En la calle Al Hamra de Beirut ya no se oyen las conversaciones de las terrazas de los cafés ni se forman alegres corrillos de gente. El sonido de los generadores eléctricos que alivian los frecuentes cortes de luz ha silenciado la banda sonora de la arteria neurálgica de la ciudad. Líbano se hunde en la miseria de una de las tres peores crisis del mundo desde mediados del siglo XIX, según el Banco Mundial. La lira libanesa ha perdido el 90% de su valor desde 2019. La mitad de la población vive bajo el umbral de la pobreza, tres cuartas partes de los libaneses no alcanzan a comprar suficiente comida, más del 30% de la infancia se acuesta cada día hambrienta, y el abandono escolar es cada vez más frecuente, según Unicef.
La peor parte se la lleva el millón y medio de refugiados sirios, un 12% de la población. La inflación en los alimentos básicos ha relegado a muchas familias libanesas a arroz y lentejas. El clásico shawarma ha pasado de 5.000 a 20.000 liras en menos de dos años. La tradicional clase media libanesa está desapareciendo y solo resiste el 10% de la población que tiene acceso a divisas extranjeras.
En plena pandemia, los libaneses han sido abandonados por su clase política y por la comunidad internacional. Tras la dimisión del primer ministro Hassan Diab a raíz de la explosión en el puerto de Beirut el 4 de agosto de 2020, la dinastía política de los Hariri se ha mostrado incapaz de formar gobierno tras nueve meses de intentos infructuosos. La cleptocracia, manifiesta en las suculentas cuentas en el extranjero de los líderes políticos (actualmente el régimen de sanciones de la Unión Europea y Estados Unidos solo afecta a Hezbolá y a Gebran Bassil, yerno del presidente Michel Aoun, del Movimiento Patriótico Libre), ha conseguido disuadir a la comunidad internacional de ayudar a Líbano. La última conferencia internacional consiguió recaudar menos de 300 millones de dólares, una cantidad irrisoria frente a una deuda pública de 93.000 millones de dólares, la tercera mayor deuda por PIB del mundo.
Un año después de la trágica explosión de 2.750 toneladas de nitrato de amonio almacenadas en malas condiciones en el puerto de Beirut, que provocó más de 200 muertos y millares de víctimas, la comunidad internacional volverá a ser interpelada para ayudar a Líbano, bajo los auspicios del presidente francés, Emmanuel Macron. Tanto instituciones financieras internacionales como el resto de los países potencialmente donantes condicionan los rescates a la celebración de elecciones, previstas para 2022, y a una reforma política, bloqueada por una ley electoral que perpetúa en el poder a unas élites políticas corruptas.

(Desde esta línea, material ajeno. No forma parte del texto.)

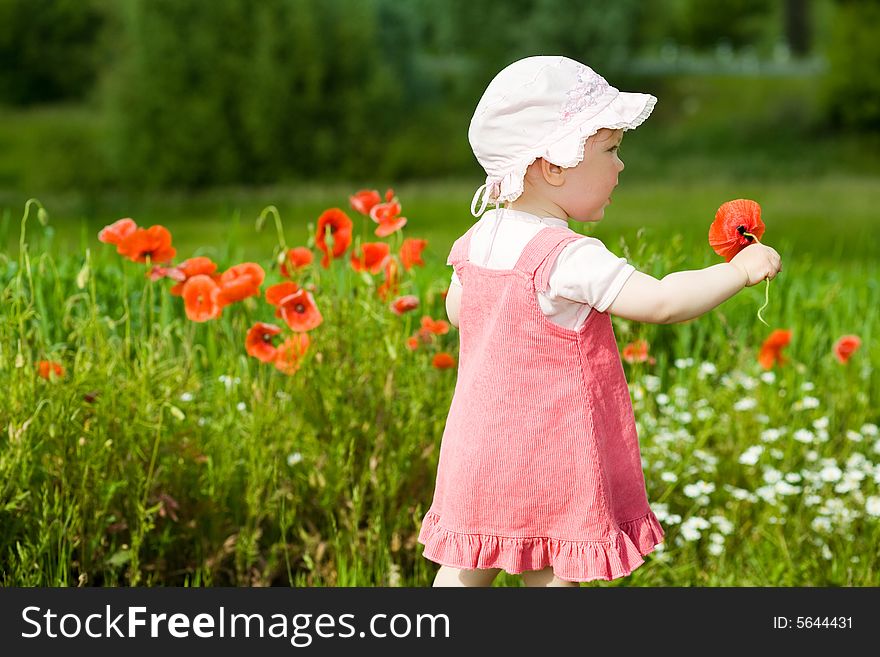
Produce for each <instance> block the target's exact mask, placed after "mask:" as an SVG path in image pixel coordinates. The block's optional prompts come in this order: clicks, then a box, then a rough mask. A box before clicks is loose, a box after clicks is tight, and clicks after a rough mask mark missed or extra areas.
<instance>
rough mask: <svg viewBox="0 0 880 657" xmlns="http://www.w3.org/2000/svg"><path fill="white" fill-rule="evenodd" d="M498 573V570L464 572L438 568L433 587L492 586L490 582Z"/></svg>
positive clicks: (457, 569) (442, 567)
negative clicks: (461, 586)
mask: <svg viewBox="0 0 880 657" xmlns="http://www.w3.org/2000/svg"><path fill="white" fill-rule="evenodd" d="M500 572H501V569H500V568H477V569H475V570H466V569H462V568H453V567H451V566H440V570H438V571H437V576H436V577H435V578H434V586H492V581H493V580H494V579H495V577H496V576H497V575H498V573H500Z"/></svg>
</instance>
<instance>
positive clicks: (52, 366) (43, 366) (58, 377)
mask: <svg viewBox="0 0 880 657" xmlns="http://www.w3.org/2000/svg"><path fill="white" fill-rule="evenodd" d="M37 374H39V375H40V376H41V377H43V378H44V379H46V380H47V381H51V380H52V377H53V376H54V377H57V378H59V379H60V378H61V377H63V376H64V368H63V367H62V366H61V363H56V362H55V361H54V360H41V361H40V362H39V363H37Z"/></svg>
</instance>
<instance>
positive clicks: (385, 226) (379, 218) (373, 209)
mask: <svg viewBox="0 0 880 657" xmlns="http://www.w3.org/2000/svg"><path fill="white" fill-rule="evenodd" d="M389 191H391V190H389ZM370 218H371V219H372V220H373V221H375V222H376V223H377V224H379V227H378V228H376V236H377V237H388V235H391V234H392V233H394V232H396V231H398V230H400V229H401V228H403V227H404V226H405V225H406V217H401V216H400V203H398V202H397V201H388V202H387V203H379V204H378V205H376V206H374V207H373V209H372V210H370Z"/></svg>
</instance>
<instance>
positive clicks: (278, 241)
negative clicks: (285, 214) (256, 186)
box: [257, 205, 287, 254]
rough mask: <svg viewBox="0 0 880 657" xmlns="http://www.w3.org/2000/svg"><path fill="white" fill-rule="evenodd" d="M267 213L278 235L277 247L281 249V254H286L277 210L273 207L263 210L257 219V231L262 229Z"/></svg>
mask: <svg viewBox="0 0 880 657" xmlns="http://www.w3.org/2000/svg"><path fill="white" fill-rule="evenodd" d="M269 213H271V214H272V216H273V217H274V218H275V231H276V232H277V233H278V245H279V246H280V247H281V249H282V251H283V253H284V254H287V242H285V241H284V227H283V226H282V225H281V214H279V212H278V208H276V207H275V206H274V205H267V206H266V207H265V208H263V211H262V212H261V213H260V216H259V217H257V230H260V229H261V228H262V227H263V222H264V221H265V220H266V215H268V214H269Z"/></svg>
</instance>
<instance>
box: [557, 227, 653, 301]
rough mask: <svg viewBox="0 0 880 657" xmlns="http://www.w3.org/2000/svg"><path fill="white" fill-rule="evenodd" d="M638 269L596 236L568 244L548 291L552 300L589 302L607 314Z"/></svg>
mask: <svg viewBox="0 0 880 657" xmlns="http://www.w3.org/2000/svg"><path fill="white" fill-rule="evenodd" d="M635 270H636V268H635V267H633V266H632V265H631V264H629V263H628V262H627V261H626V258H621V257H618V256H616V255H614V254H613V253H611V251H609V250H608V249H607V248H606V246H605V245H604V244H602V242H600V241H599V240H597V239H596V238H594V237H582V238H581V239H579V240H575V241H574V242H572V243H571V244H568V245H567V246H566V247H565V248H564V249H562V251H560V252H559V256H558V257H557V258H556V262H555V263H554V265H553V269H552V271H551V272H550V280H549V285H548V289H547V296H548V297H549V298H551V299H552V298H554V297H561V298H564V299H568V300H569V301H574V302H577V303H586V304H589V305H590V306H592V307H593V308H595V309H596V310H597V311H598V312H600V313H603V312H605V311H606V310H607V309H608V306H610V305H611V304H612V303H613V302H614V299H616V298H617V295H618V294H619V293H620V290H621V289H623V285H624V284H625V283H626V281H627V279H628V278H629V277H630V276H631V275H632V273H633V272H634V271H635Z"/></svg>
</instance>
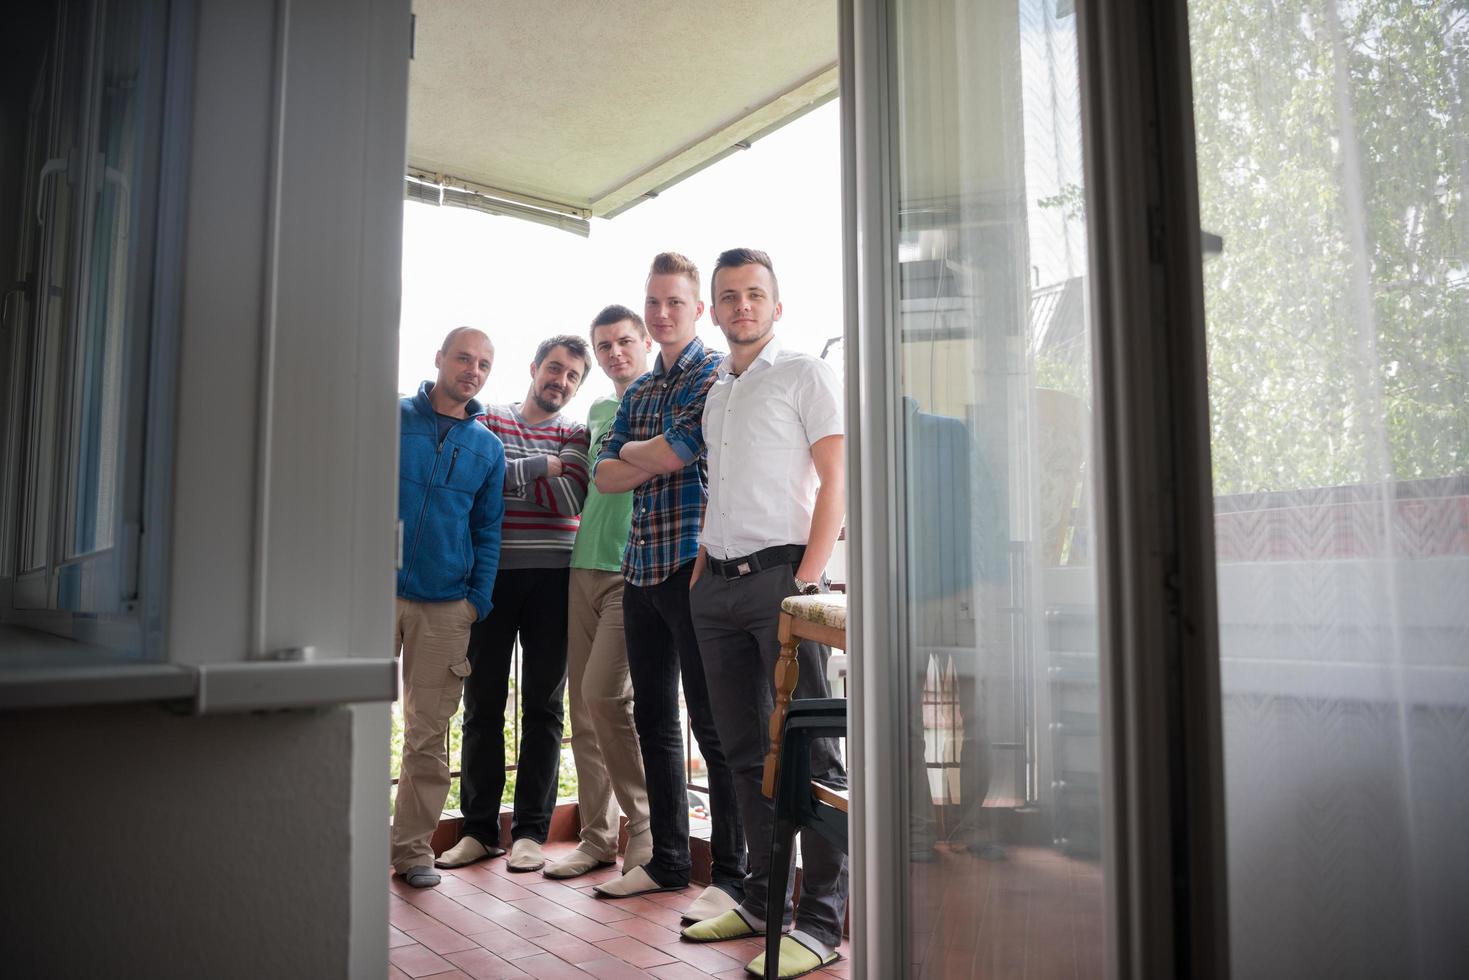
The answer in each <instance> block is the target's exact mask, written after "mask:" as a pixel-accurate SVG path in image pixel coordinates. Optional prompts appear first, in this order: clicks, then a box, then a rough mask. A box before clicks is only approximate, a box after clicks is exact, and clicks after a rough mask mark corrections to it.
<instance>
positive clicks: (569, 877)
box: [541, 848, 611, 879]
mask: <svg viewBox="0 0 1469 980" xmlns="http://www.w3.org/2000/svg"><path fill="white" fill-rule="evenodd" d="M610 864H611V861H602V860H601V858H598V857H596V855H593V854H588V852H586V851H583V849H582V848H577V849H576V851H573V852H571V854H569V855H566V857H564V858H561V860H560V861H552V862H551V864H548V865H546V867H545V870H542V871H541V873H542V874H545V876H546V877H548V879H574V877H580V876H583V874H586V873H588V871H595V870H596V868H605V867H608V865H610Z"/></svg>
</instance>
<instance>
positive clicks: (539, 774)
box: [460, 569, 570, 845]
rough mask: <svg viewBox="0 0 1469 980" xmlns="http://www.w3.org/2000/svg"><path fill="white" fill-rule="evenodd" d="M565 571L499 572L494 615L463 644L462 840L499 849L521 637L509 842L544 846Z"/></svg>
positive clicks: (564, 593) (556, 715)
mask: <svg viewBox="0 0 1469 980" xmlns="http://www.w3.org/2000/svg"><path fill="white" fill-rule="evenodd" d="M569 580H570V569H501V570H499V574H498V576H497V577H495V591H494V594H492V598H491V601H492V602H494V604H495V607H494V608H492V610H491V613H489V616H486V617H485V619H483V620H480V621H479V623H474V626H473V629H472V630H470V638H469V663H470V667H472V670H470V674H469V677H466V679H464V760H463V773H464V774H463V779H461V783H460V807H461V808H463V811H464V835H466V836H470V837H474V839H476V840H479V842H480V843H485V845H498V843H499V798H501V796H502V795H504V790H505V699H507V698H508V696H510V667H511V657H513V654H514V646H516V636H517V635H519V636H520V689H519V693H520V758H519V760H517V770H516V814H514V818H513V821H511V824H510V837H511V840H519V839H520V837H532V839H533V840H538V842H541V843H545V839H546V835H548V833H551V811H552V810H555V792H557V777H558V774H560V770H561V730H563V727H561V724H563V723H561V718H563V702H564V698H566V629H567V621H566V597H567V585H569Z"/></svg>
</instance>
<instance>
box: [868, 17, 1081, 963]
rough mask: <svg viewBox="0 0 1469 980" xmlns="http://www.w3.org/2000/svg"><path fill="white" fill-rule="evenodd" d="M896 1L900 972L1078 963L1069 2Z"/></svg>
mask: <svg viewBox="0 0 1469 980" xmlns="http://www.w3.org/2000/svg"><path fill="white" fill-rule="evenodd" d="M896 9H898V25H899V31H898V32H899V68H900V72H899V76H900V81H899V141H900V144H899V145H900V150H899V160H900V165H899V212H898V216H896V219H898V220H896V225H898V228H899V235H900V238H899V241H898V259H899V269H898V273H899V281H900V309H899V323H898V332H899V342H900V356H902V367H900V388H902V404H900V411H902V414H903V420H905V425H903V442H905V448H903V457H902V466H903V470H905V473H906V500H908V504H906V526H905V538H906V548H905V566H906V577H905V583H906V591H908V601H906V614H908V617H909V621H908V646H906V651H905V657H906V669H908V670H906V673H908V701H909V711H911V720H912V721H911V746H912V749H911V754H909V765H911V777H912V779H911V807H909V818H908V830H909V855H908V857H909V860H911V864H909V871H911V874H909V905H911V909H912V915H911V923H912V932H911V936H909V945H911V954H912V973H914V974H915V976H931V977H970V976H993V977H1008V976H1021V974H1025V976H1031V974H1034V976H1056V977H1071V976H1100V974H1102V968H1103V961H1102V955H1103V951H1102V929H1103V924H1102V857H1103V855H1102V836H1100V810H1102V792H1103V779H1102V771H1100V745H1099V741H1100V739H1099V713H1100V695H1099V688H1097V626H1096V570H1094V567H1093V548H1091V530H1090V513H1091V508H1090V494H1091V489H1090V480H1091V476H1090V472H1091V467H1090V460H1091V445H1090V423H1089V417H1090V401H1091V382H1090V339H1089V320H1087V309H1086V278H1084V276H1086V266H1087V254H1086V215H1084V207H1083V201H1081V197H1083V195H1081V129H1080V98H1078V68H1077V48H1075V18H1074V16H1072V13H1071V6H1069V4H1062V6H1061V9H1058V4H1056V3H1055V0H1009V1H1002V3H978V4H974V3H961V1H958V0H900V1H899V3H898V6H896Z"/></svg>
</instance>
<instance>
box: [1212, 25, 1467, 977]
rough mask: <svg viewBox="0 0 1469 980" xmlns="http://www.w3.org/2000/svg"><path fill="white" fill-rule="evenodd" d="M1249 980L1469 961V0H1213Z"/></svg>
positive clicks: (1215, 162)
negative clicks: (1274, 2)
mask: <svg viewBox="0 0 1469 980" xmlns="http://www.w3.org/2000/svg"><path fill="white" fill-rule="evenodd" d="M1190 25H1191V47H1193V66H1194V106H1196V109H1194V110H1196V126H1197V147H1199V181H1200V198H1202V222H1203V228H1205V229H1206V231H1208V232H1212V234H1216V235H1219V237H1221V238H1222V239H1224V250H1222V253H1219V254H1218V256H1213V257H1209V259H1208V260H1206V263H1205V281H1206V322H1208V332H1209V397H1210V410H1212V428H1213V439H1212V442H1213V445H1212V450H1213V467H1215V473H1213V482H1215V494H1216V501H1215V529H1216V548H1218V560H1219V570H1218V572H1219V576H1218V577H1219V616H1221V655H1222V686H1224V726H1225V785H1227V817H1228V835H1230V837H1228V854H1230V917H1231V951H1232V962H1234V973H1235V976H1238V977H1327V976H1329V977H1447V976H1465V974H1466V971H1469V210H1466V200H1465V182H1466V176H1469V128H1466V116H1465V106H1463V98H1465V93H1466V90H1465V84H1466V82H1469V6H1466V4H1465V3H1462V1H1460V3H1418V4H1409V3H1400V1H1390V0H1362V1H1359V3H1338V1H1337V0H1284V1H1278V3H1235V1H1232V0H1191V1H1190Z"/></svg>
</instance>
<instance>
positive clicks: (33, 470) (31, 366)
mask: <svg viewBox="0 0 1469 980" xmlns="http://www.w3.org/2000/svg"><path fill="white" fill-rule="evenodd" d="M78 19H79V15H78V12H75V10H73V9H71V7H69V9H68V10H66V16H63V18H60V22H62V25H63V29H62V31H60V32H59V34H60V37H63V38H68V43H62V44H57V47H56V48H54V50H53V53H51V57H48V59H47V60H46V65H44V68H43V69H41V76H40V78H38V81H37V87H38V91H37V98H35V120H34V122H35V129H34V135H35V145H37V147H38V148H40V153H38V154H37V156H31V157H29V159H28V162H29V163H31V167H29V170H28V178H29V179H31V181H32V185H31V188H29V191H31V192H32V194H34V195H35V197H34V198H28V201H29V200H34V204H31V207H34V209H35V212H34V213H35V219H37V225H35V238H34V241H35V244H37V248H35V262H34V273H35V279H37V284H38V287H40V288H37V289H35V292H34V297H35V298H34V303H35V320H34V325H26V326H28V328H29V329H28V331H26V342H25V344H22V345H21V347H22V351H24V357H25V363H26V369H25V379H26V395H25V407H24V417H25V422H24V426H25V432H24V436H22V445H24V450H22V451H24V455H25V469H24V478H22V479H24V483H22V488H21V536H19V538H21V539H19V545H21V552H19V567H18V572H31V570H35V569H44V567H46V566H47V561H48V560H50V542H51V520H53V511H51V504H53V501H54V498H56V491H54V486H53V479H54V472H56V455H54V453H56V444H57V438H59V432H57V419H56V408H57V401H56V397H54V383H56V378H57V370H59V360H60V348H62V342H63V338H65V326H66V317H68V314H69V311H71V307H72V304H73V303H75V297H73V289H72V278H71V260H72V242H73V239H75V235H73V234H72V226H73V220H75V209H76V194H75V188H73V181H72V172H73V169H75V167H76V166H78V163H76V160H78V159H79V153H78V150H76V144H78V132H79V126H81V123H79V119H78V116H79V103H81V96H79V90H81V85H82V78H84V72H79V71H76V69H75V65H76V59H78V57H79V54H78V51H76V48H78V47H79V46H78V43H76V41H75V40H72V37H71V35H72V34H79V31H81V29H79V26H78ZM31 207H28V209H26V212H28V215H26V220H28V216H29V212H31ZM29 270H31V269H28V272H29Z"/></svg>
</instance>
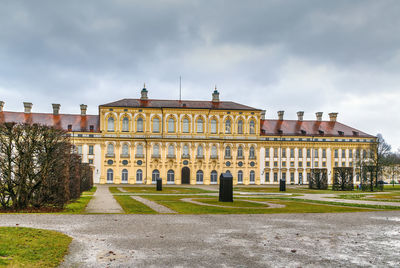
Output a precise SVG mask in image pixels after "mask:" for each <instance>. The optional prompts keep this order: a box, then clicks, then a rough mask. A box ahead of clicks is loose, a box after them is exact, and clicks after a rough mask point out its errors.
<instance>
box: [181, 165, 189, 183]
mask: <svg viewBox="0 0 400 268" xmlns="http://www.w3.org/2000/svg"><path fill="white" fill-rule="evenodd" d="M181 175H182V176H181V179H182V184H190V169H189V168H188V167H184V168H182V174H181Z"/></svg>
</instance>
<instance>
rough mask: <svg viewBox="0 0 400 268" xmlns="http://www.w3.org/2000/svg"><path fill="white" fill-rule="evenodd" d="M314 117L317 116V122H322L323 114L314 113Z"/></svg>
mask: <svg viewBox="0 0 400 268" xmlns="http://www.w3.org/2000/svg"><path fill="white" fill-rule="evenodd" d="M315 115H316V116H317V121H322V115H323V112H316V113H315Z"/></svg>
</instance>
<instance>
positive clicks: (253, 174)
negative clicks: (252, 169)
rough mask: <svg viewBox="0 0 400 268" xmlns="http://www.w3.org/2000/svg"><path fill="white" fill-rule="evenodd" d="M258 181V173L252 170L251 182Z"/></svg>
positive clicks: (250, 175)
mask: <svg viewBox="0 0 400 268" xmlns="http://www.w3.org/2000/svg"><path fill="white" fill-rule="evenodd" d="M255 181H256V173H255V172H254V171H253V170H252V171H250V183H254V182H255Z"/></svg>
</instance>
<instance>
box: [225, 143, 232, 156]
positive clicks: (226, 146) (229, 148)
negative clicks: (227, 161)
mask: <svg viewBox="0 0 400 268" xmlns="http://www.w3.org/2000/svg"><path fill="white" fill-rule="evenodd" d="M231 157H232V156H231V147H229V146H226V147H225V158H231Z"/></svg>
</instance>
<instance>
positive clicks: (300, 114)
mask: <svg viewBox="0 0 400 268" xmlns="http://www.w3.org/2000/svg"><path fill="white" fill-rule="evenodd" d="M303 117H304V111H298V112H297V120H299V121H303Z"/></svg>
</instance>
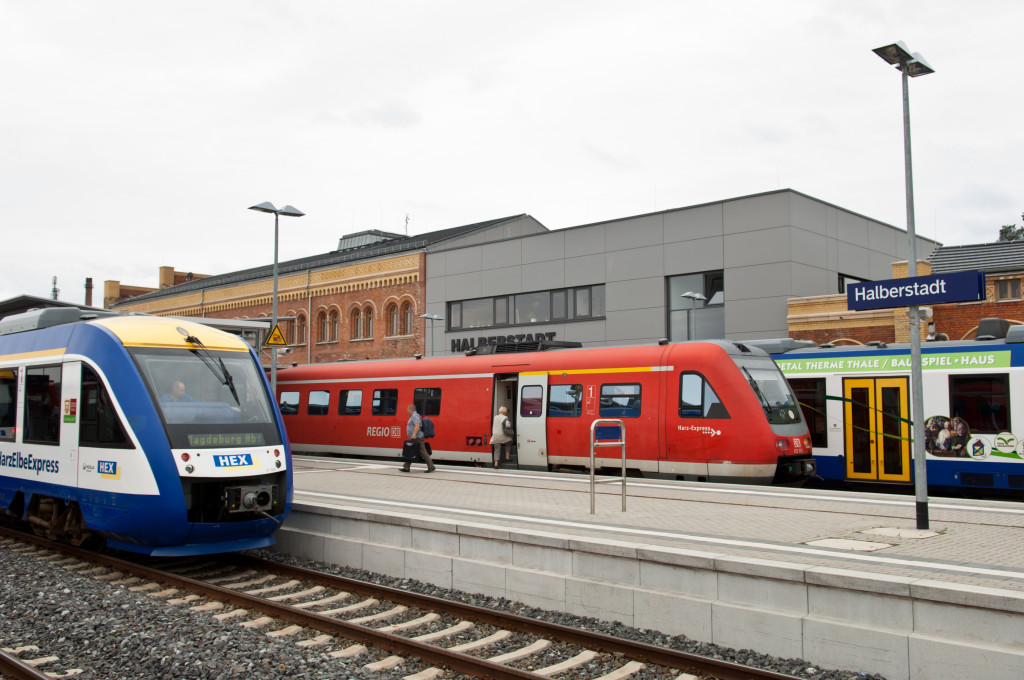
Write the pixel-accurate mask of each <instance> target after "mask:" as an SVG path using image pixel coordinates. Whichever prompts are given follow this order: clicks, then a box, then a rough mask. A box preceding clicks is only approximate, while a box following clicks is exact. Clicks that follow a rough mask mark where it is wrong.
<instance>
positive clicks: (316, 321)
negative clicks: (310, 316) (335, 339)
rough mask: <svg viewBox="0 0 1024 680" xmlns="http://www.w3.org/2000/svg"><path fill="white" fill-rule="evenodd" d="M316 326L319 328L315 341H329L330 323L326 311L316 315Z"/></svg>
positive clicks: (330, 337) (322, 311)
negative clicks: (328, 322) (317, 337)
mask: <svg viewBox="0 0 1024 680" xmlns="http://www.w3.org/2000/svg"><path fill="white" fill-rule="evenodd" d="M316 328H317V329H319V337H318V338H317V340H316V342H330V340H331V325H330V324H329V323H328V317H327V312H326V311H322V312H319V314H317V315H316Z"/></svg>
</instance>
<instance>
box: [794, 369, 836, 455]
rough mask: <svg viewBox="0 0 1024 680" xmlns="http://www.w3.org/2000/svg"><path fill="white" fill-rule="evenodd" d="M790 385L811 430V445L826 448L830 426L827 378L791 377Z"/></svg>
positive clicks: (810, 430)
mask: <svg viewBox="0 0 1024 680" xmlns="http://www.w3.org/2000/svg"><path fill="white" fill-rule="evenodd" d="M790 387H792V388H793V391H794V393H795V394H796V395H797V401H798V402H799V403H800V410H801V411H802V412H803V414H804V420H805V421H806V422H807V428H808V429H809V430H810V431H811V445H812V447H814V448H821V449H824V448H825V447H827V445H828V428H827V426H826V425H825V379H824V378H791V379H790Z"/></svg>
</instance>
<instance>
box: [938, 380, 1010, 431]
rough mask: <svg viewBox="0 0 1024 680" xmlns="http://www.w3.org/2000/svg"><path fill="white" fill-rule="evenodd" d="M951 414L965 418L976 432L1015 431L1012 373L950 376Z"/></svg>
mask: <svg viewBox="0 0 1024 680" xmlns="http://www.w3.org/2000/svg"><path fill="white" fill-rule="evenodd" d="M949 416H950V417H958V418H961V419H962V420H964V421H965V422H966V423H967V426H968V428H970V430H971V432H972V433H977V432H987V433H995V434H997V433H999V432H1011V431H1013V429H1012V427H1011V425H1012V423H1011V422H1010V376H1009V375H1007V374H1006V373H996V374H985V375H975V376H949ZM969 438H970V436H969Z"/></svg>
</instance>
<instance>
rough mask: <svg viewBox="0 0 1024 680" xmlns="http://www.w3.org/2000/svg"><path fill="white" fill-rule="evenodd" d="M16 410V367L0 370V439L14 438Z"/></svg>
mask: <svg viewBox="0 0 1024 680" xmlns="http://www.w3.org/2000/svg"><path fill="white" fill-rule="evenodd" d="M16 412H17V369H3V370H2V371H0V441H13V440H14V423H15V420H14V419H15V414H16Z"/></svg>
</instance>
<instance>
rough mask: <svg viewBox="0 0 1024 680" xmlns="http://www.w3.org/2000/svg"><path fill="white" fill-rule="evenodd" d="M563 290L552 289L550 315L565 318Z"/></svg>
mask: <svg viewBox="0 0 1024 680" xmlns="http://www.w3.org/2000/svg"><path fill="white" fill-rule="evenodd" d="M565 294H566V292H565V291H552V293H551V317H552V318H565Z"/></svg>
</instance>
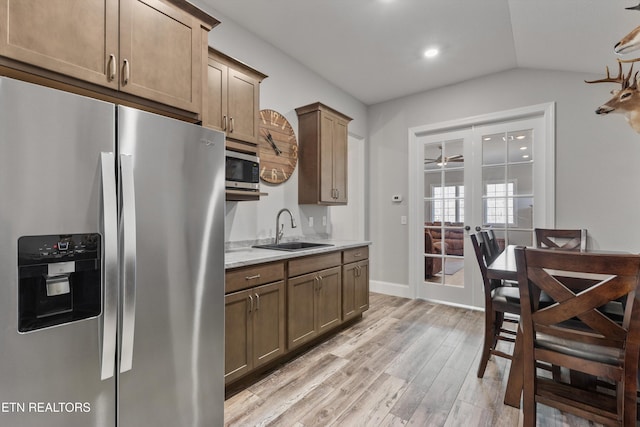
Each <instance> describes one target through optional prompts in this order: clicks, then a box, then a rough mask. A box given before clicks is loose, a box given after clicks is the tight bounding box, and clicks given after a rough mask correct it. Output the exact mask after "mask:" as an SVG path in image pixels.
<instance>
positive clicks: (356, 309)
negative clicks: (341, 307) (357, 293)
mask: <svg viewBox="0 0 640 427" xmlns="http://www.w3.org/2000/svg"><path fill="white" fill-rule="evenodd" d="M357 271H358V264H356V263H352V264H347V265H345V266H344V267H343V268H342V318H343V320H349V319H352V318H354V317H356V316H357V315H358V312H357V307H356V274H357Z"/></svg>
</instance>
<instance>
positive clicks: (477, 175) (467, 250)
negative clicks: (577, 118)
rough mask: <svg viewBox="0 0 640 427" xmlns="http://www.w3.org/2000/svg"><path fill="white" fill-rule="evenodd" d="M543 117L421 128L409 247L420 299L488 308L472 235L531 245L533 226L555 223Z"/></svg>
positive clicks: (513, 119) (413, 199)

El colapso del ejército ha sido evitado solo mediante la ayuda de emergencia de EEUU, preocupado por las consecuencias de tal situación en un país tan vulnerable interna y regionalmente como Líbano.
Las farmacias cierran, las gasolineras carecen de combustible, los bancos de liquidez. Las redes sociales transmiten llamadas desesperadas de enfermos crónicos que no logran medicación indispensable. El riesgo de cortes eléctricos y la falta de medicación se añaden a los estragos de la pandemia. Los que se han echado a la calle para protestar contra la incapacidad de la justicia para imputar a los responsables de la explosión del puerto han sido reprimidos con dureza. La aclamada resiliencia de los libaneses se está poniendo a prueba demasiado temerariamente. Han pasado por una guerra civil, por crisis económicas severas, y han logrado surfear peligrosamente las enormes contradicciones libanesas. Ahora, sin embargo, la población está al límite. La paradoja libanesa, como la denomina Marwan Bishara, podría no sostenerse mucho más. El país de los contrastes se tambalea, el del sectarismo más agudo que convive con el secularismo, de los ricos ostentosos que pasean sus coches de lujo frente a la pobreza extrema, de los ultraliberales y los ultraconservadores, paradojas del país de los intelectuales donde se puede disfrutar del entretenimiento más vacuo, de la diversidad que sortea día a día la más peligrosa polarización…
Nadie parece escuchar el agudo lamento de los libaneses. Solo ellos y el empecinamiento de los activistas que claman por una renovación política y unos partidos no sectarios, verdaderamente libaneses, arrojan algo de esperanza entre los escombros de un Líbano en caída libre. ¿Hay alguien ahí a quién le importe?